Mahnmal für gestrandeten Buckelwal: Leser sind gefragt
Der gestrandete Buckelwal in der Ostsee vor der Insel Poel bewegt die Menschen weit über Mecklenburg-Vorpommern hinaus. Seit mehr als drei Wochen liegt das imposante Tier vor der Küste fest. Nun hat Umweltminister Till Backhaus (SPD) die Idee eines Mahnmals ins Spiel gebracht. Der Nordkurier greift diesen Vorschlag auf und ruft seine Leser dazu auf, eigene Ideen für ein solches Denkmal zu entwickeln und einzusenden.

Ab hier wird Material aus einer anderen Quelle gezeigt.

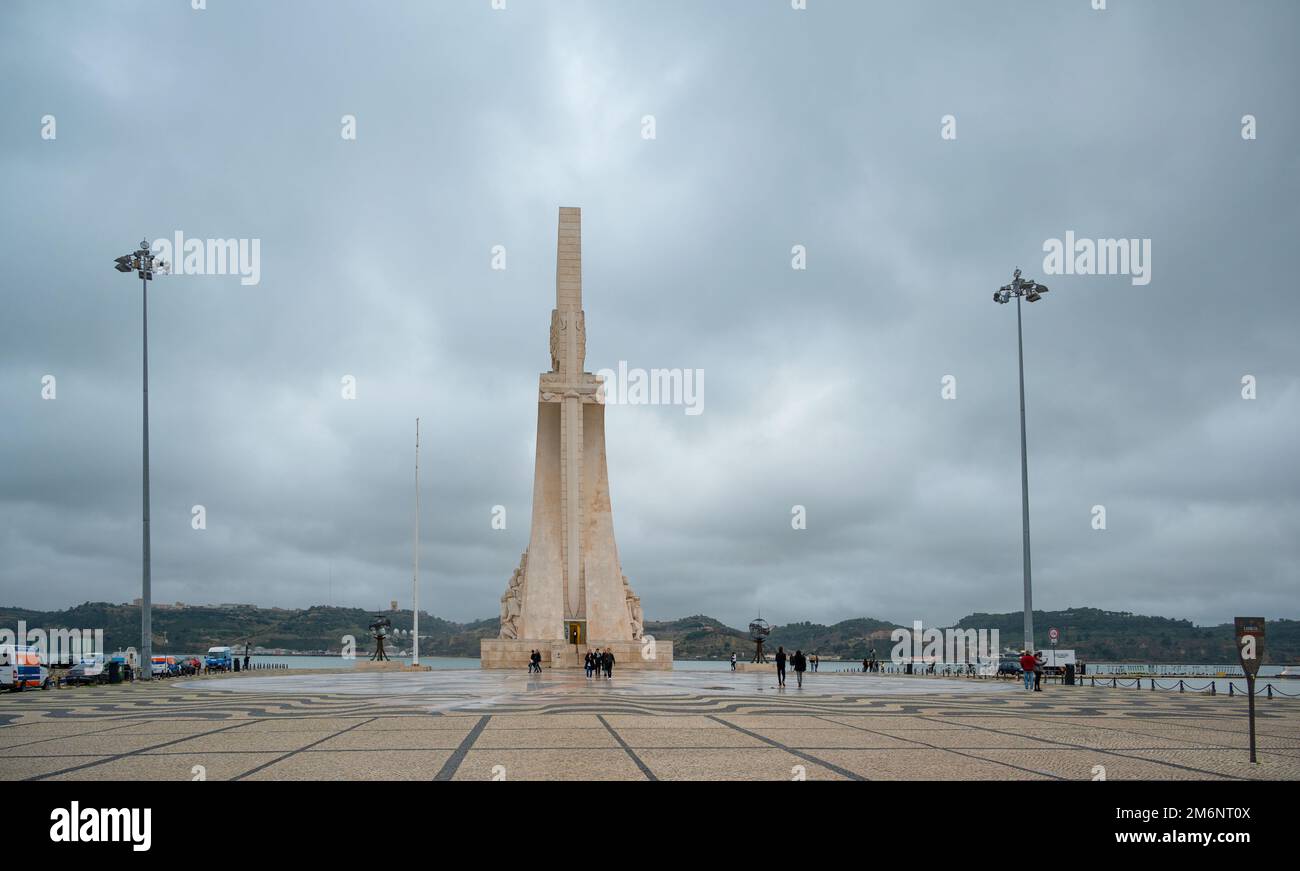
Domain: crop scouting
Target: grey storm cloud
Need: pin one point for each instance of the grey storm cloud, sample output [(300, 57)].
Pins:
[(774, 128)]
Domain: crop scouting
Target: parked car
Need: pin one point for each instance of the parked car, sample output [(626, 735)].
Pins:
[(87, 671), (219, 659), (21, 668), (161, 666)]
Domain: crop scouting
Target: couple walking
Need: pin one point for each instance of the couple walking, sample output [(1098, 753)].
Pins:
[(1031, 667), (798, 662), (599, 661)]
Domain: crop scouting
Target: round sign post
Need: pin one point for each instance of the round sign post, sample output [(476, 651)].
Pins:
[(1249, 651)]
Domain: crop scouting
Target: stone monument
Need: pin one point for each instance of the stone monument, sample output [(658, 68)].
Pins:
[(568, 593)]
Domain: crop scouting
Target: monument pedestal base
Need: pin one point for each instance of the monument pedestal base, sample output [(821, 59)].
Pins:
[(512, 653)]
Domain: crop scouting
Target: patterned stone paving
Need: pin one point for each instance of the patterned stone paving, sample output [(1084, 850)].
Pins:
[(664, 726)]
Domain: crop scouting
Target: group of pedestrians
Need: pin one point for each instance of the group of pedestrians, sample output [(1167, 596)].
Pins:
[(599, 661), (1031, 666), (798, 662)]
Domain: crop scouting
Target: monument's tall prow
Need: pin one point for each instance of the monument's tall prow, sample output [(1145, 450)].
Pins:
[(568, 592)]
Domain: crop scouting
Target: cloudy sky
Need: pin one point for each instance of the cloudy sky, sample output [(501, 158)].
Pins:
[(772, 128)]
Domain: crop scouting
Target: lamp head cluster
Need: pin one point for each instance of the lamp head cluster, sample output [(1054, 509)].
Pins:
[(1027, 287), (143, 263)]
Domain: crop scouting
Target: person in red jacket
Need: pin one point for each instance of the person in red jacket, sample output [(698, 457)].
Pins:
[(1027, 666)]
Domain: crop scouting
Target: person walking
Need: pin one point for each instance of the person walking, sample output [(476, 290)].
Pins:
[(801, 664), (1027, 668)]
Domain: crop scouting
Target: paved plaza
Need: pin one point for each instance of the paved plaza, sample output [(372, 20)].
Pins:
[(649, 726)]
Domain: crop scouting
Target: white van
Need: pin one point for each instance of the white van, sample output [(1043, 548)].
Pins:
[(21, 668)]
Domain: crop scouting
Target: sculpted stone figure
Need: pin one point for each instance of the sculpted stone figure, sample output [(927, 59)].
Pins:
[(633, 602), (512, 601)]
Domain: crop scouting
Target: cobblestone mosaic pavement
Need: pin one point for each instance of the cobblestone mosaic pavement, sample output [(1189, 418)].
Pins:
[(666, 726)]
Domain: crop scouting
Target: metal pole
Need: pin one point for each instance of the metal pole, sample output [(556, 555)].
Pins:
[(1025, 490), (415, 581), (146, 594), (1249, 690)]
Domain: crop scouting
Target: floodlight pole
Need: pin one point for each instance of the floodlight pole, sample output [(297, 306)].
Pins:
[(146, 593), (415, 579), (1034, 291), (1025, 492), (143, 263)]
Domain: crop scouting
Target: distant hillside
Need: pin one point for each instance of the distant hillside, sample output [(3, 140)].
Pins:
[(1097, 635)]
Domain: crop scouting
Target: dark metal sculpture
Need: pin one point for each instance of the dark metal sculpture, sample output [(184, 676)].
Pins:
[(758, 632), (380, 631)]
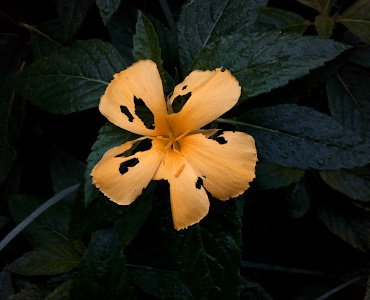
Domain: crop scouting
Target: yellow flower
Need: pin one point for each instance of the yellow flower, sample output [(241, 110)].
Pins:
[(180, 152)]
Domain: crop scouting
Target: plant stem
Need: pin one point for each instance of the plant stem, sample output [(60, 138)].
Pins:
[(22, 225)]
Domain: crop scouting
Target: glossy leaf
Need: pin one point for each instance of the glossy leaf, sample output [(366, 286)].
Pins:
[(162, 284), (354, 183), (322, 6), (72, 79), (270, 18), (264, 61), (351, 224), (357, 19), (324, 26), (201, 22), (272, 176), (51, 259), (49, 228), (348, 95), (207, 254), (107, 8), (146, 44), (300, 137), (72, 13), (102, 273), (65, 170)]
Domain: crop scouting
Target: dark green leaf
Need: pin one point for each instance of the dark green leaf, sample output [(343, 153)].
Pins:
[(324, 26), (201, 22), (357, 19), (51, 259), (270, 18), (72, 79), (207, 254), (109, 136), (264, 61), (322, 6), (121, 28), (72, 13), (300, 137), (350, 223), (107, 8), (354, 183), (130, 223), (49, 228), (162, 284), (272, 176), (6, 287), (348, 95), (360, 56), (61, 292), (65, 170), (146, 44), (299, 200), (102, 273)]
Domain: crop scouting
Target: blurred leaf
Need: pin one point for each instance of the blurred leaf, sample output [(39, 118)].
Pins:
[(65, 170), (201, 22), (51, 259), (324, 26), (109, 136), (348, 95), (61, 292), (102, 273), (272, 176), (300, 137), (360, 56), (130, 223), (264, 61), (350, 223), (72, 14), (49, 228), (121, 28), (270, 18), (6, 287), (207, 254), (322, 6), (72, 79), (33, 292), (162, 284), (354, 183), (299, 200), (146, 44), (357, 19), (107, 8)]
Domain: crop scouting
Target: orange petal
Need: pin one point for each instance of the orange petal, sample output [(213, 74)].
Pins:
[(122, 178), (140, 81), (189, 200), (227, 163), (212, 93)]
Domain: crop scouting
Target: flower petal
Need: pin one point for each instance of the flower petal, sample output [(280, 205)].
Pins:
[(189, 200), (227, 163), (212, 93), (122, 178), (141, 81)]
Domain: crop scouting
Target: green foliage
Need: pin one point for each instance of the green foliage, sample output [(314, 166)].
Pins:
[(304, 72), (102, 273)]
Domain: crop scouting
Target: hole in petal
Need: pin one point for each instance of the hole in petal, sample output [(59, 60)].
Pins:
[(180, 101), (127, 113), (123, 167), (221, 140), (143, 112), (199, 183)]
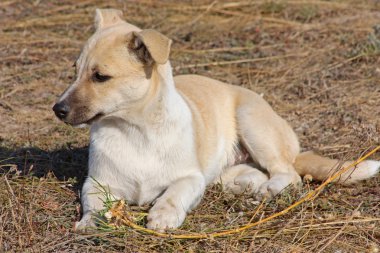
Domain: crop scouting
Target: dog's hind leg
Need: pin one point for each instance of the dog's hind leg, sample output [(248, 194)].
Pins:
[(271, 143), (242, 178)]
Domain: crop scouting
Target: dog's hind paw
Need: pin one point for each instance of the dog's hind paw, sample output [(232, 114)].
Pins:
[(165, 216), (276, 184)]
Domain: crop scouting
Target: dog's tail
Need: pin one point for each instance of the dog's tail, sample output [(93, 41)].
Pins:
[(320, 168)]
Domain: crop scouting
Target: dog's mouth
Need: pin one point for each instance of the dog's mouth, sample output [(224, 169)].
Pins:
[(88, 122), (95, 118)]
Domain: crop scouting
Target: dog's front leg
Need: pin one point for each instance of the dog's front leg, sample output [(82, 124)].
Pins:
[(170, 209), (91, 199)]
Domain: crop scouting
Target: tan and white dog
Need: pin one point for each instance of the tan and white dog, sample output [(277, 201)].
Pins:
[(161, 139)]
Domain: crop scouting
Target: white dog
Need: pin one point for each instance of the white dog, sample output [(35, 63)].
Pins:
[(163, 139)]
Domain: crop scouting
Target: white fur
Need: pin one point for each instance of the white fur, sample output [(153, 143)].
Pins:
[(143, 158)]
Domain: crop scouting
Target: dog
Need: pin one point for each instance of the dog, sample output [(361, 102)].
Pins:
[(161, 139)]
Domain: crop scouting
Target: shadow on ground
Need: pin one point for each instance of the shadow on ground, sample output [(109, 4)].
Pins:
[(65, 163)]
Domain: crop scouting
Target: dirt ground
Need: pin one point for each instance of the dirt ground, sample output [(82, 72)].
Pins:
[(316, 62)]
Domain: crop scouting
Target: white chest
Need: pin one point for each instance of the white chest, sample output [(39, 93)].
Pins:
[(138, 166)]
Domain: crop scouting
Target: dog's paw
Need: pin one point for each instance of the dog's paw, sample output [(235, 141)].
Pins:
[(165, 216), (247, 183), (276, 184), (86, 223)]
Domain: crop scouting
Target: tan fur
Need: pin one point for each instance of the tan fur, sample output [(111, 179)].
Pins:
[(213, 120), (163, 139)]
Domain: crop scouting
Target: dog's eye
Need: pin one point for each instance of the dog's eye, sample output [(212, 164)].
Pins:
[(97, 77)]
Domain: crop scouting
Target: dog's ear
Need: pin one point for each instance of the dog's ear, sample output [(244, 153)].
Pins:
[(107, 17), (151, 46)]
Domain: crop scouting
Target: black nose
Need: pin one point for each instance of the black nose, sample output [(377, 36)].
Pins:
[(61, 110)]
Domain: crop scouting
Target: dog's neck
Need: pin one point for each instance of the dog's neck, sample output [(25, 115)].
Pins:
[(162, 105)]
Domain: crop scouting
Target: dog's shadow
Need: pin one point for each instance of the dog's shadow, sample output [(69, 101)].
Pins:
[(65, 163)]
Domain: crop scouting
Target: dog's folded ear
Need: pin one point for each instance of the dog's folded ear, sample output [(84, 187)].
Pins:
[(151, 46), (107, 17)]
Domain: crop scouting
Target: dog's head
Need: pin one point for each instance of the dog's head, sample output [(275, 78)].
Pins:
[(114, 70)]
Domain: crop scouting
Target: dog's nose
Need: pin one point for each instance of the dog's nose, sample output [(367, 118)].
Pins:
[(61, 110)]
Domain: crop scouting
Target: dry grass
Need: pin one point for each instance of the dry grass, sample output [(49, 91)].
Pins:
[(316, 62)]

Vielfältige Gestaltungsmöglichkeiten
Wie könnte ein Mahnmal für den Wal aussehen? Die Möglichkeiten sind vielfältig. Denkbar ist eine realistische Skulptur an der Küste, die das Tier in seiner natürlichen Größe zeigt. Ebenso möglich ist eine künstlerisch-abstrakte Interpretation, die mit klaren Linien und Symbolik arbeitet. Auch eine tiefere Botschaft, die über den einzelnen Wal hinausweist und etwa auf die Bedrohung der Meere aufmerksam macht, wäre eine Option. Die Materialfrage spielt ebenfalls eine Rolle: Sollte das Denkmal aus traditionellem Metall oder Bronze gefertigt sein? Oder passen natürliche Materialien wie Holz, Stein, Treibholz oder recycelter Kunststoff besser zur Ostsee?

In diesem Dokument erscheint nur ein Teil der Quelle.